Marca paredes, accesos, barra, pilares, pasos de servicio y cualquier elemento que condicione el montaje. Después reserva el espacio necesario para que clientes y equipo circulen según las condiciones aplicables al local.
No utilices esta guía para decidir distancias reglamentarias. El plano operativo debe partir de los límites autorizados, no sustituirlos.
Divide sala, terraza y reservados en zonas reales.
Una zona debe poder abrirse o cerrarse sin que el resto del plano pierda sentido. Registra por separado la terraza estacional, un reservado o una planta que no funciona en todos los turnos. Esto permite descontar sus plazas sin rehacer la sala completa.
Calcula una referencia para cada montaje con la calculadora de capacidad operativa del restaurante.
Elige mesas según los tamaños de grupo habituales.
Revisa cuántas reservas llegan para dos, tres, cuatro o más personas. Una sala llena de mesas grandes desperdicia plazas con grupos pequeños; una sala demasiado fragmentada exige uniones constantes. Busca una mezcla que resuelva la mayoría sin mover mobiliario durante cada turno.
Observa también el coste de asignación: sentar a tres en una mesa de cuatro deja una plaza no vendible. Este desajuste debe formar parte del margen operativo.
Registra únicamente combinaciones que el equipo pueda montar.
Dos mesas cercanas no son automáticamente combinables. Comprueba posición, forma, zona, paso disponible y tiempo de preparación. Define la capacidad de la unión sin volver a contar esas plazas dentro del inventario total.
Conserva algunas combinaciones para reservas de grupos grandes, pero evita que una única solicitud elimine todas las opciones pequeñas del turno.
Simula solicitudes antes de utilizar la distribución.

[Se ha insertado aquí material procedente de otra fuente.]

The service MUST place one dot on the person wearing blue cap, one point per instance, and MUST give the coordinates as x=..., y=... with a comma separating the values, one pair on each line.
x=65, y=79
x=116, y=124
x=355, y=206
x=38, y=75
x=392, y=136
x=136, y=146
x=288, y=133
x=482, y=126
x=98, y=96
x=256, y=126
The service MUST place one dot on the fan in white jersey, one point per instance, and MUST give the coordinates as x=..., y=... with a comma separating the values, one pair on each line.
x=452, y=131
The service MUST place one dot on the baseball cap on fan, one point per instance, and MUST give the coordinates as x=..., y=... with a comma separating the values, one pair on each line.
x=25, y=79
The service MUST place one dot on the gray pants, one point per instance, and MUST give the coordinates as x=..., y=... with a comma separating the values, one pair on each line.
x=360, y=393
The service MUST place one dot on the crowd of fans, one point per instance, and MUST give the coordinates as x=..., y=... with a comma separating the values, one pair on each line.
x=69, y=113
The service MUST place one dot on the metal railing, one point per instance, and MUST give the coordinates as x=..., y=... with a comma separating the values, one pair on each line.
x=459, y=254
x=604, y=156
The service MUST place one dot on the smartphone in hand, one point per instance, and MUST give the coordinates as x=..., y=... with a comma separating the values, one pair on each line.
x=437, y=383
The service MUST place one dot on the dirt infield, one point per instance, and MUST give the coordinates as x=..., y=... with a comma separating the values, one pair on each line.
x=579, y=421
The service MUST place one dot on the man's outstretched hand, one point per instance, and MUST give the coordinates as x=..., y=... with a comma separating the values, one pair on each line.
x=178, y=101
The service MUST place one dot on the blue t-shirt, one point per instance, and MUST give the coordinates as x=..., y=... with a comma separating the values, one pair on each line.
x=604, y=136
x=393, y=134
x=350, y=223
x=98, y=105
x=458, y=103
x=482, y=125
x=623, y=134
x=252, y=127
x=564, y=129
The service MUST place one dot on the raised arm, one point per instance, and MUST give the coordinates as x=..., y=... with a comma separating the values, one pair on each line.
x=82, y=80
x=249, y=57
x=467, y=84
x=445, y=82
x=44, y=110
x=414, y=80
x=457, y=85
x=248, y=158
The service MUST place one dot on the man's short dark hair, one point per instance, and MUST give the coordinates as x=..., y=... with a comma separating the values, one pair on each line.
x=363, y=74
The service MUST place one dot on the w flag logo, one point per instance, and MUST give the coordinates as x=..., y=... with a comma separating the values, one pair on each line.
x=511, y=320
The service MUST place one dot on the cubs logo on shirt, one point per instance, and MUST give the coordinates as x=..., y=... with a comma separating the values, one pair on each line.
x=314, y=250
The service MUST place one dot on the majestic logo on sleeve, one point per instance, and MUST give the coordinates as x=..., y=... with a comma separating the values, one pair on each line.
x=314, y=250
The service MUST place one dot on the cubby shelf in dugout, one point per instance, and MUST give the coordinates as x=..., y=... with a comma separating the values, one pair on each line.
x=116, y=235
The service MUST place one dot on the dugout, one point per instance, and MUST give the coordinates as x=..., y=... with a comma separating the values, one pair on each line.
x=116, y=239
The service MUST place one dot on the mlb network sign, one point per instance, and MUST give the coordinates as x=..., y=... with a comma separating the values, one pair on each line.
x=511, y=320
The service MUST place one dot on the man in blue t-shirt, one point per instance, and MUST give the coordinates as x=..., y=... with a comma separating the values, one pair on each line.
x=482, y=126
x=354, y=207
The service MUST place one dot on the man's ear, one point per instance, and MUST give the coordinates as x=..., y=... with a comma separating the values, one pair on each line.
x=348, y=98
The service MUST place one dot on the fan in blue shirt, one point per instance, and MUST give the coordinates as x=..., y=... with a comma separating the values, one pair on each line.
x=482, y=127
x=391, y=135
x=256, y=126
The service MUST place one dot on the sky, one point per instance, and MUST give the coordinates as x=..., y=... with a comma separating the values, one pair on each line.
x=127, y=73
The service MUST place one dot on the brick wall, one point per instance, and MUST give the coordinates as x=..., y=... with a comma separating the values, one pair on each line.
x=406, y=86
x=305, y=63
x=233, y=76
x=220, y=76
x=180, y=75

Prueba una secuencia con grupos de dos, cuatro, seis y uno grande. Para cada solicitud anota la mesa elegida y qué opciones quedan. Repite con una zona cerrada y con el primer turno parcialmente ocupado.
Si el plano solo funciona cuando todas las llegadas encajan en un orden perfecto, necesita más margen. La disponibilidad real debe soportar variaciones razonables del servicio.
Actualiza el plano cuando cambia el montaje.
Una mesa movida o una terraza cerrada modifica la capacidad futura. Registra el cambio antes de aceptar nuevas reservas y comunica al equipo qué versión está activa. Revisa después ocupación, asientos inutilizados y combinaciones empleadas para saber si la distribución funciona.